Practicing Sustainable Agriculture in Vampire: The Masquerade: Bloodlines 2

     It is a well known truism in games media that the more colons there are in a game's title the more likely it is to be ass. Usually this kind of thing smacks of Suit Involvement and Brand Preservation, where the cool but harder to trademark Gods and Monsters becomes the much more specific Immortals: Fenyx Rising, which tells you next to nothing about the actual game itself. (Side note, if you liked Breath of the Wild try Immortals, it's actually pretty good.
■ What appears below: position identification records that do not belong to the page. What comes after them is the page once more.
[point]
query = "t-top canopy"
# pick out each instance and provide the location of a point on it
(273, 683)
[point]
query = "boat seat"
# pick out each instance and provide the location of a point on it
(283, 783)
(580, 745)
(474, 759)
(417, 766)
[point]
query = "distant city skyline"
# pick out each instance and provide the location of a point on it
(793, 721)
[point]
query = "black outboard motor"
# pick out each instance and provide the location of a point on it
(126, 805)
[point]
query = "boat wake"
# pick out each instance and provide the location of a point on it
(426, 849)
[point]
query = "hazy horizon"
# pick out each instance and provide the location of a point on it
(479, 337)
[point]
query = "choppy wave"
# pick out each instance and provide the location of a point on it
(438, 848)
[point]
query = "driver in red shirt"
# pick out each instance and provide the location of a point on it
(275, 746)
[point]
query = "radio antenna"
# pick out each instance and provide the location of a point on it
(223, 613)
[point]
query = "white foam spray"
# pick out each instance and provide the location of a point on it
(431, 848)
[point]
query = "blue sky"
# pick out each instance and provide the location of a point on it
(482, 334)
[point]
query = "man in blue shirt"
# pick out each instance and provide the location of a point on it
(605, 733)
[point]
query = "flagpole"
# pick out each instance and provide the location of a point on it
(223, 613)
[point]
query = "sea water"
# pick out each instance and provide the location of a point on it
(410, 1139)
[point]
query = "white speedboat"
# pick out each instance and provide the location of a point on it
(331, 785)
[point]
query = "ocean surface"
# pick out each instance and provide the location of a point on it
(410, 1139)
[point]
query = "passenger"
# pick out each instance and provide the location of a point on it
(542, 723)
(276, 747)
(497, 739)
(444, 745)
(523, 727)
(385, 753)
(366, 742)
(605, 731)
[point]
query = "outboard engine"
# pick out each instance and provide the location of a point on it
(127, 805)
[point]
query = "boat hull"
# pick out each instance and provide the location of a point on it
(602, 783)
Just...only do the A New God DLC.) World of Darkness games are hit double with this, because the properties themselves have colons.

    I don't have much unique to say about Vampire: The Masquerade: Bloodlines 2. I agree with the general consensus that the main quest and characters are fun, the side missions can go fuck themselves, and that your headmate, a Malkavian detective named Fabian, is the breakout star. I'm one of the many that would love a game that's just Fabian solving mysteries and talking to fridges and dead cats. Really, it reminds me more than anything of early-era Cyberpunk 2077: An ambitious idea based on a tabletop license and marred by development hell, each manifesting scars in different ways. I doubt V:TM:B2 is going to get the Cyberpunk 2.0 treatment, but it would be nice if it did (it won't). 

    Heck, I'd argue that Bloodlines 2 even has better movement mechanics: rushing across the rooftops of Seattle is an absolute joy, even if it lacks the In-The-World-Ness of Night City (albeit that would require so much more budget than this game ever got). Instead, what I'd like to talk about today is just something silly that I found. 

    In Bloodlines 2, there are four forms of experience points: XP, which you get from doing quests, and three different flavors of blood, which are randomly found among NPC populations. What's supposed to happen is you find the people with specially-flavored blood, lure them into dark alleys, and then snack on them, but hunting and gathering is inefficient and janky. However, the player can also gain access (through spending some XP and flavored blood) to three separate abilities, each of which has a combat effect but also, crucially, flavors the victim's blood. So instead of luring victims to a dark alley, why not just find someone already in the dark alley and make them your victim?



    The results obviously make a mockery of the whole idea of the Masquerade, and the intended angst of the narrative state of being an undead vampire. But the mental image of flipping someone off and immediately snacking on them is so worth it.